Entschließungsantrag

der Abgeordneten Schwentner, Freundinnen und Freunde betreffend Verbesserung der ambulanten psychotherapeutischen Versorgung

eingebracht im Zuge der Debatte über den Bericht des Gleichbehandlungsaus­schus­ses über den österreichischen Frauengesundheitsbericht 2010/2011 (III-228/1179 d.B.)

Psychische Störungen sind einer der größten Kostenverursacher unseres Gesund­heitswesens. 20 bis 25 Prozent der österreichischen Bevölkerung weisen behand­lungs­bedürftige psychische Störungen auf. 2 bis 5 Prozent davon würden sofort eine psychotherapeutische Behandlung in Anspruch nehmen. Viele können sich eine Psychotherapie aber nicht leisten. Der Versorgungsgrad stagniert deshalb bei etwa 0,5 Prozent, bei Kindern sogar nur 0,3 Prozent. Im Vergleich dazu erreicht Deutschland 2,6 Prozent psychotherapeutische Versorgung, die von den Kassen vollfinanziert wird.
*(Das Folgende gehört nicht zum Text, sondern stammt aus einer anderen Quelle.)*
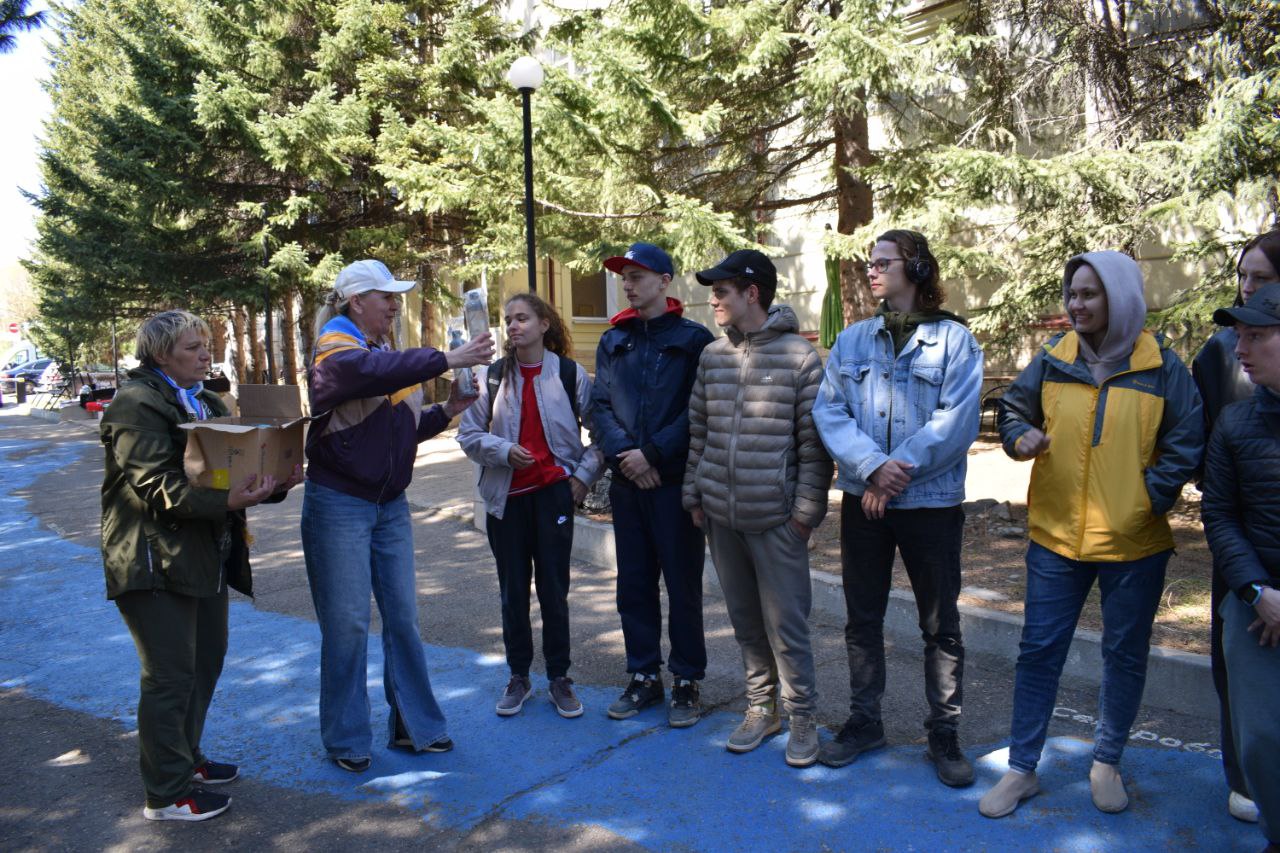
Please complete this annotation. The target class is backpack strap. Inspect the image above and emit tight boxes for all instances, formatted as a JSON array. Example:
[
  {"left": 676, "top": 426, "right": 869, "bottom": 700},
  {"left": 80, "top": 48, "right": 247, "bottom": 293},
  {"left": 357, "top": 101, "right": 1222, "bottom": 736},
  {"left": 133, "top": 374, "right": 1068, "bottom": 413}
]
[
  {"left": 557, "top": 353, "right": 582, "bottom": 427},
  {"left": 484, "top": 356, "right": 507, "bottom": 429},
  {"left": 485, "top": 353, "right": 582, "bottom": 428}
]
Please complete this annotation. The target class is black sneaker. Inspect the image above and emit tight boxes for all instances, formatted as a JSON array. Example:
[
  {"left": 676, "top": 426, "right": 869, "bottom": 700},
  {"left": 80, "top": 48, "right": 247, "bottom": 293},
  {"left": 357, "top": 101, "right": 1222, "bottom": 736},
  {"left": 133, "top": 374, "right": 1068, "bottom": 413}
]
[
  {"left": 818, "top": 716, "right": 884, "bottom": 767},
  {"left": 142, "top": 788, "right": 232, "bottom": 821},
  {"left": 924, "top": 729, "right": 973, "bottom": 788},
  {"left": 422, "top": 738, "right": 453, "bottom": 752},
  {"left": 667, "top": 676, "right": 703, "bottom": 729},
  {"left": 191, "top": 761, "right": 239, "bottom": 785},
  {"left": 609, "top": 672, "right": 667, "bottom": 720}
]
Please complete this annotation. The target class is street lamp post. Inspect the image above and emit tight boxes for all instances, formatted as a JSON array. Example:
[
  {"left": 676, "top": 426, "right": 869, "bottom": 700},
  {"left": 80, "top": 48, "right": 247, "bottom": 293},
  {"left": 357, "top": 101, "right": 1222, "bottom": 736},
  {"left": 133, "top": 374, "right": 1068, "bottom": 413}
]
[{"left": 507, "top": 56, "right": 543, "bottom": 291}]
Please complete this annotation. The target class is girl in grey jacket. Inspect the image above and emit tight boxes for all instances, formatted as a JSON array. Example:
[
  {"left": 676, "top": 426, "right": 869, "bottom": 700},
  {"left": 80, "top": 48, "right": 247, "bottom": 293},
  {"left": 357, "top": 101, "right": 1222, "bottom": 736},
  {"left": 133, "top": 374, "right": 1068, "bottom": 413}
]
[{"left": 458, "top": 293, "right": 604, "bottom": 717}]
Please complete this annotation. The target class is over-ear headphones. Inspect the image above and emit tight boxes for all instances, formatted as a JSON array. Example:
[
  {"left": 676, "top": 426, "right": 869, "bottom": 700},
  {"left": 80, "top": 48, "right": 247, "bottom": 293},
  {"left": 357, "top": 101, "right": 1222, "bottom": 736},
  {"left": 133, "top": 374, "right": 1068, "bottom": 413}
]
[{"left": 901, "top": 228, "right": 933, "bottom": 286}]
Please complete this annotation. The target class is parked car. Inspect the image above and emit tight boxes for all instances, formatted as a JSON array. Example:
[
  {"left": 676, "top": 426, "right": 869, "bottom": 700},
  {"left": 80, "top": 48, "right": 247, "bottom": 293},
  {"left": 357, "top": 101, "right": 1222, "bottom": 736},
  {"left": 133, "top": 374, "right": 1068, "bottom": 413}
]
[{"left": 4, "top": 359, "right": 58, "bottom": 387}]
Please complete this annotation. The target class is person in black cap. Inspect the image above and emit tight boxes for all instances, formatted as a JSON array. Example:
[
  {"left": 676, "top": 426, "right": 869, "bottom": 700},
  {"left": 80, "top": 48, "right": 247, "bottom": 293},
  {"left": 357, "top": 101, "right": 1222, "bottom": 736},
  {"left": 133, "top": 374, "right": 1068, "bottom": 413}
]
[
  {"left": 1192, "top": 229, "right": 1280, "bottom": 822},
  {"left": 591, "top": 243, "right": 712, "bottom": 727},
  {"left": 1201, "top": 284, "right": 1280, "bottom": 853},
  {"left": 684, "top": 250, "right": 832, "bottom": 767}
]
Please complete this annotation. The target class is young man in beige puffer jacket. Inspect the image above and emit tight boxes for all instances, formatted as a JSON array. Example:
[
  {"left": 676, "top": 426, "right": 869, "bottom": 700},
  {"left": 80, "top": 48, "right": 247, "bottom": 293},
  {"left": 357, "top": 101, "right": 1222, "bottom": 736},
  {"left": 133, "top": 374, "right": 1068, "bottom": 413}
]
[{"left": 684, "top": 250, "right": 832, "bottom": 767}]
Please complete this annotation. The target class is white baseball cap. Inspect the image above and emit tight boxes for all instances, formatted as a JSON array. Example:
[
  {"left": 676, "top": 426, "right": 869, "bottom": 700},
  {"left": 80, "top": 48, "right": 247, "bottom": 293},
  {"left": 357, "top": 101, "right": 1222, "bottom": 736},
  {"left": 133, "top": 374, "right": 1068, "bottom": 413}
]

Die psychotherapeutische Behandlung ist genauso wie die ärztliche Behandlung eine Pflichtleistung der Krankenkassen, die laut ASVG im Krankheitsfall allen Versicherten auf Kassenkosten zusteht. Die psychotherapeutische Behandlung ist als Sachleistung im Rahmen eines Gesamtvertrages zu erbringen, der zwischen den Trägern der Krankenversicherung und der beruflichen Interessenvertretung der Psychothera­peutIn­nen (ÖBVP) abzuschließen ist. (§ 133 Abs. 2 sowie § 349 Abs.2 ASVG)

Wenn/solange trotz allseitigen Bemühens kein Gesamtvertrag abgeschlossen ist, ist eine ausreichende Versorgung durch Verträge sicherzustellen, die wichtige in einem österreichischen Gesamtvertrag übliche Rechtsgüter (freier und gleicher Zugang zur State-of-the-art-Krankenbehandlung, Zweckmäßigkeit, Wirtschaftlichkeit, Therapie­wahl­frei­heit, Behandlungsautonomie etc.) garantieren (§ 338 (1) ASVG)
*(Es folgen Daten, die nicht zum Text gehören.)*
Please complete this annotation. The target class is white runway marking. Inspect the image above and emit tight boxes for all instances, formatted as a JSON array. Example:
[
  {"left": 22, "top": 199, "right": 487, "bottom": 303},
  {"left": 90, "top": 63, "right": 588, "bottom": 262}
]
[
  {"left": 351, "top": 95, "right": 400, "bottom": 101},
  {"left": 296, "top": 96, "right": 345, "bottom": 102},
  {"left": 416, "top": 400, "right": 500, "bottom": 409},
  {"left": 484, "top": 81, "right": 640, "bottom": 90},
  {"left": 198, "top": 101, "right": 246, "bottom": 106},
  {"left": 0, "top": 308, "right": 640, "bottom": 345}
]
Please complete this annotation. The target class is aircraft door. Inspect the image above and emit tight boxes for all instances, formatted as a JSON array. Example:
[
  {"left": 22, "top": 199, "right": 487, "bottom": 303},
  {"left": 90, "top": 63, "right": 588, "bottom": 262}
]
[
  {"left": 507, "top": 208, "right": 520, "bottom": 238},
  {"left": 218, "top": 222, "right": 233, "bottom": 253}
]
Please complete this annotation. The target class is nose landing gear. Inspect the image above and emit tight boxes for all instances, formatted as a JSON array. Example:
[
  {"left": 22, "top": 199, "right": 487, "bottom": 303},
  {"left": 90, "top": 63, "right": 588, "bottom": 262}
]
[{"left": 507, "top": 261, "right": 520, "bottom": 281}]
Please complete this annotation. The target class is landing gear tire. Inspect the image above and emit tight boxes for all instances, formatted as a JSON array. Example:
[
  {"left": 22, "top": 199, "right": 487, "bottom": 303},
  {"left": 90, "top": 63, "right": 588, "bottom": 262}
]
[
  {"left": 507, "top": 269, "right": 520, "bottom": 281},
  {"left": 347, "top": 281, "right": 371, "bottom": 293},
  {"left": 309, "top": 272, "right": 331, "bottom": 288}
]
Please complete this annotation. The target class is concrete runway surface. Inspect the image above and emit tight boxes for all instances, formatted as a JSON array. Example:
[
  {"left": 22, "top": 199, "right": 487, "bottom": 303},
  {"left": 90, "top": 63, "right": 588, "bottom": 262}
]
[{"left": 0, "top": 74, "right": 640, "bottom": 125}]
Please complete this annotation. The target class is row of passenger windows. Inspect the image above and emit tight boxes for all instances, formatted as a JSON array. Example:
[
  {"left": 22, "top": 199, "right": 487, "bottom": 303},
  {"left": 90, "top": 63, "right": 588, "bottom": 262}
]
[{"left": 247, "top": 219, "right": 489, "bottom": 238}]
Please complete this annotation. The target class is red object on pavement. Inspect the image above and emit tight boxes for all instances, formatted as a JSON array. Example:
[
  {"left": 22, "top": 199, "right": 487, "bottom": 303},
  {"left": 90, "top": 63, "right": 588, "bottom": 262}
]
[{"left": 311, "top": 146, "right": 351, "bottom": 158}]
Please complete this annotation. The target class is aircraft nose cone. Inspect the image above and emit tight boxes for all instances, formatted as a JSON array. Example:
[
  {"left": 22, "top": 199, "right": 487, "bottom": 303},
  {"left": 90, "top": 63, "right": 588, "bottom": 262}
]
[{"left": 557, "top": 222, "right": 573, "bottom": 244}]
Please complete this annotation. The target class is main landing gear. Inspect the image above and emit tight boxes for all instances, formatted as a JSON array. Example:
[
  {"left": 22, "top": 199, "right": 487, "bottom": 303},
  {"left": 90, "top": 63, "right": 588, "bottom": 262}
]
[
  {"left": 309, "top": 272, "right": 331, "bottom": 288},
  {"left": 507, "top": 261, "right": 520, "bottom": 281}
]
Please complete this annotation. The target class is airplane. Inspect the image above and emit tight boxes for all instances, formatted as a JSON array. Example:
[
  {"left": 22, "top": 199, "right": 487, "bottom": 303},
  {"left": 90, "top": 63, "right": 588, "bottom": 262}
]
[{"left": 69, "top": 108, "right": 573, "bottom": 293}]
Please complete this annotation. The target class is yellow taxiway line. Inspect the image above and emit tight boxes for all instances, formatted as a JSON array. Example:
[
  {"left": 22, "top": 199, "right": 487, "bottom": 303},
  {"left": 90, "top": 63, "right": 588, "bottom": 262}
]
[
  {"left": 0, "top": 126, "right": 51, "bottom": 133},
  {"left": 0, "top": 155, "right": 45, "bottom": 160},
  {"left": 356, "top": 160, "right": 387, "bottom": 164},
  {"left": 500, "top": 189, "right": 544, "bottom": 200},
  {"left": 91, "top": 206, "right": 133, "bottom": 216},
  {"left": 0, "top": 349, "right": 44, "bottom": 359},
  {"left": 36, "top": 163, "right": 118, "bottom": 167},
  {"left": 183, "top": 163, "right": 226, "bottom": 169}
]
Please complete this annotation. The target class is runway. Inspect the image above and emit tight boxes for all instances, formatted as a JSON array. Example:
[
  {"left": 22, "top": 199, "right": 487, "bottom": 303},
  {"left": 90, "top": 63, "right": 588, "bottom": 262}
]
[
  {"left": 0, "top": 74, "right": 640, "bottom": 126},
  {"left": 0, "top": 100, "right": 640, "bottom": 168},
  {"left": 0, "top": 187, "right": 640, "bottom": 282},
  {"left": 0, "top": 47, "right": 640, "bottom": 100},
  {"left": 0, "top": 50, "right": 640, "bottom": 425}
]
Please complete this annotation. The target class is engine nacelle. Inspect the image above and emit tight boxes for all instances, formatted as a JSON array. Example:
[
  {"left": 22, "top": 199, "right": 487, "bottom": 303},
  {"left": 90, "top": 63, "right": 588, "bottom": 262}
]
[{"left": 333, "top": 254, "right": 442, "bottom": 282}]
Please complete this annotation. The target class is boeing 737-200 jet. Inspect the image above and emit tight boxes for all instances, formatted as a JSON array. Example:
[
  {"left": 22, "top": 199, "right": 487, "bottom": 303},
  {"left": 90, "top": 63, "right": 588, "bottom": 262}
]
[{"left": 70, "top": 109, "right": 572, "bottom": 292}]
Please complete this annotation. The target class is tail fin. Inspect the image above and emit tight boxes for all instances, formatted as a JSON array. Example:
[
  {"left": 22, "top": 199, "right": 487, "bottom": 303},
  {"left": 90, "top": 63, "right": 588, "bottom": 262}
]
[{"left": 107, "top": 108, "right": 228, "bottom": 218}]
Derzeit ist der Zugang zur kassenfinanzierten Psychotherapie nur sehr selektiv mög­lich. Psychotherapeutische Behandlung ist nach wie vor an die finanzielle Leistungs­fähigkeit, den sozialen Status, die Durchsetzungsfähigkeit und die Eigeninitiative der PatientInnen gebunden. Personen, die besonders gefährdet oder belastet sind, haben immer noch die geringsten Chancen auf den Zugang zum psychotherapeutischen Versorgungssystem!

Die Zuschüsse pro Sitzungseinheit wurden seit 1992 weder erhöht noch wertangepasst und liegen bei 21,80 Euro. Eine Behandlungsstunde kostet durchschnittlich aber etwa 80,- bis 90,- Euro. Vollfinanzierte Kassenplätze sind kontingentiert, wodurch Versor­gungsengpässe entstehen. Kontingente sind z.B. in Wien und in Niederöster­reich oft schon im Frühjahr oder Mitte des Jahres erschöpft. Lange Wartezeiten für kassen­finanzierte Psychotherapie führen zur Chronifizierung von psychischen Störungen und verteuern das Gesundheitssystem.

Empirische Befunde stellen der Psychotherapie ein sehr gutes Zeugnis aus. Im Vergleich zur medikamentösen Alternativbehandlung führt vor allem die bessere Dauerhaftigkeit der Psychotherapiewirkung zu einem günstigeren Kosten-Effektivitäts-Grad. Eine alleinige Psychopharmaka-Behandlung ist einer Psychotherapie oder einer Kombination langfristig deutlich unterlegen, bis zu 80 % erleiden Rückfälle nach Absetzen der Medikation.

Die Krankenkassen gaben im Jahr 2007 rund 43 Millionen Euro für Psychotherapie aus, das sind maximal 0,2 Prozent der öffentlichen Gesundheitsleistungen.